Ночью началась гроза. Молнии вспарывали ночное небо, освещая его ослепительным, праздничным фейерверком, а потом опять все погружалось в темень, еще более мрачную и зловещую. Набухшие гривастые тучи обрушивали на землю потоки дождя.

Вадим Николаевич проснулся от громовых раскатов и встревожился: а ну как размоет шалаш… Алесь и девочка спокойно спали и знай себе посапывали во сне.

Учитель выбрался из шалаша под самый ливень. Он прокопал перед входом канавку, отвел дождевую воду в сторону озера. За это время промок до нитки, но залезать обратно не хотелось: насквозь промокший, он стоял, любовался грозовой ночью. Видно, это последняя за лето теплая гроза. В ней было что-то завораживающее, что-то буйное, неукротимое, — она была необходима земле, людям… Мирной земле, мирной жизни людей. Вот если бы все изменить на эту ночь, и фейерверк молний возвестил бы победу!.. Она ведь должна прийти. Обязательно. Сейчас гитлеровцы уже катятся назад. Под Сталинградом их потрепали так, что, говорят, самого Гитлера довели до истерики.

А под Курском… Значит, победа близка… Неужели и он увидит ее… Где ты, гроза Победы?! На каких ветрах летишь?..

Вадим Николаевич смотрел в сторону болота и лесных зарослей и думал о том, как трудно там сейчас партизанам, его побратимам. А каково дядьке Андрею, он главный, он в ответе за все. Может быть, даже и теперь, в этот час, решает он, где, в каком месте прорвать блокаду. Пока все попытки кончались неудачей. Немцы легко маневрировали и поспевали вовремя ликвидировать прорывы в своей обороне. И партизаны вынуждены отходить, а стальная петля блокады затягивалась все туже. Теперь партизанские отряды контролируют только просторы зыбкого болота. Там, конечно, врагу труднее достать их. И в помощь пехоте немцы подтянули артиллерию и минометы.

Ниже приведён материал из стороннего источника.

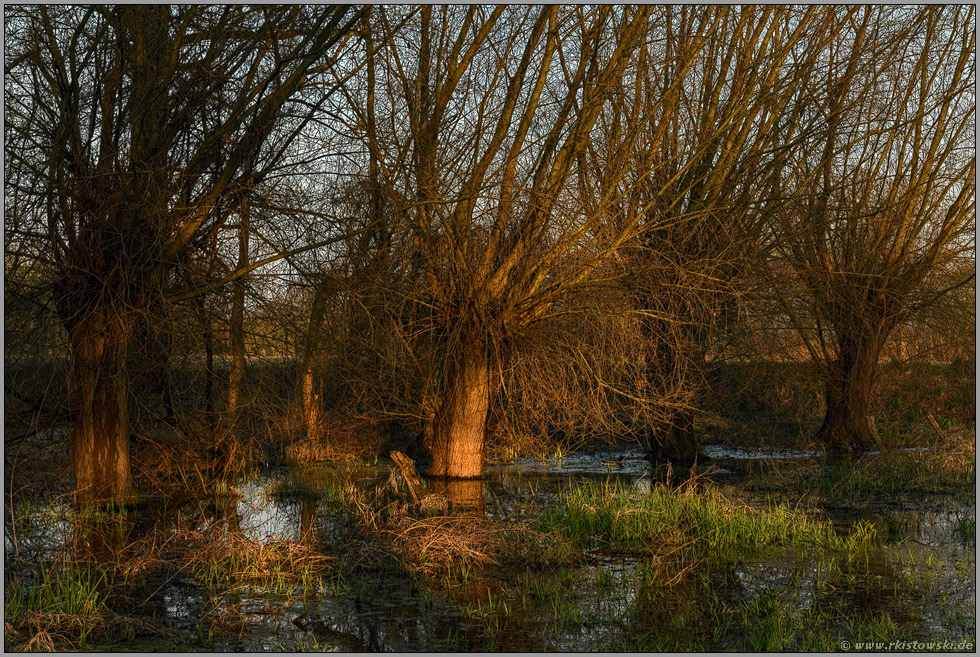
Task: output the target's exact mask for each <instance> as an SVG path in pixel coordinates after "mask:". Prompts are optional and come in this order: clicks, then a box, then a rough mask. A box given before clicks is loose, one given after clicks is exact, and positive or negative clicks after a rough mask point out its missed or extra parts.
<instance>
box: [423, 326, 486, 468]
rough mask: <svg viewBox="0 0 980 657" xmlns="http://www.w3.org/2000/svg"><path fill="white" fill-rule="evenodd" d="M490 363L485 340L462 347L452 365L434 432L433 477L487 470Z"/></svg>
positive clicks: (432, 465) (434, 422)
mask: <svg viewBox="0 0 980 657" xmlns="http://www.w3.org/2000/svg"><path fill="white" fill-rule="evenodd" d="M489 374H490V365H489V359H488V357H487V350H486V348H485V346H483V345H482V344H477V345H468V346H467V347H466V348H464V349H461V350H460V353H459V355H458V356H457V359H456V360H454V361H451V362H450V363H449V365H448V371H447V376H446V382H445V388H444V396H443V401H442V405H441V406H440V407H439V410H438V411H436V416H435V422H434V426H433V432H432V466H431V467H430V468H429V471H428V472H427V473H426V474H427V475H428V476H430V477H443V478H448V479H472V478H477V477H480V476H482V474H483V456H484V447H485V444H486V429H487V410H488V408H489V406H490V376H489Z"/></svg>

«Эх, если бы дядька Андрей сейчас воспользовался непогодой и поднял своих соколов», — подумал Вадим Николаевич. Как хотелось бы ему стоять с ними рядом, с винтовкой в руках и с нетерпением ждать команды на штурм…

И Вадим Николаевич вспоминал, как их группа на развилке дорог вела бой с гитлеровцами. Дрались яростно и упорно. Когда у партизан кончились боеприпасы, пошли врукопашную. Прорвали первую цепь, хотели вырваться дальше, но… из их группы осталось только двое: он да Марченко. Пришлось повернуть назад и скрыться в лесной чаще.

И вот он далеко от своих, от дядьки Андрея…

Гроза не унималась, непогода расходилась вовсю, на небе то и дело вспыхивали молнии, не переставая лил дождь.

Не дождавшись конца грозы, Вадим Николаевич залез в шалаш, прилег у входа и сразу заснул.

Проснулся уже на зорьке, поежился — было зябко от утренней свежести, да и одежда на нем не успела высохнуть. Повернул голову — девочка спокойно спала рядом, укрытая до самого подбородка. Но Алеся не было на месте.

Вадим Николаевич тихо, стараясь не разбудить девочку, выбрался наружу. Утро только пробивалось сквозь густой туман. Вот где-то близко пискнула пичужка, за ней другая. Поблескивала на солнце мокрая трава, с листьев скатывались тяжелые дождевые капли. Алесь стоял в стороне, у озера, совсем по-взрослому заложив руки за спину. Услышав шаги, обернулся.

— Утро доброе! — сказал Вадим Николаевич. — А ночью все ходуном ходило, гром громыхал не хуже артиллерийской канонады. А ты, хлопец, и горазд же спать, ничего не слыхал.

Алесь кивнул:

— Я уже утром догадался, когда канавку у входа увидел. Спал как убитый. А Аллочку гроза не разбудила?

— Нет.

— Озеро какое спокойное… И тихо как! Даже там, — показал Алесь рукой в сторону болота.

— Ты как думаешь? Неужели наши не воспользуются туманом…

— Да, настоящая дымовая завеса, — рассудительно добавил Алесь, — сейчас только и прорываться. В пяти шагах ничего не видно. Даже нашего дуба не видать в тумане.

— Пусть бы, хлопче, улыбнулось им счастье. За нас я особенно не беспокоюсь. Как говорят, с божьей помощью…

Оба замолчали, пристально вглядываясь в далекий туманный берег.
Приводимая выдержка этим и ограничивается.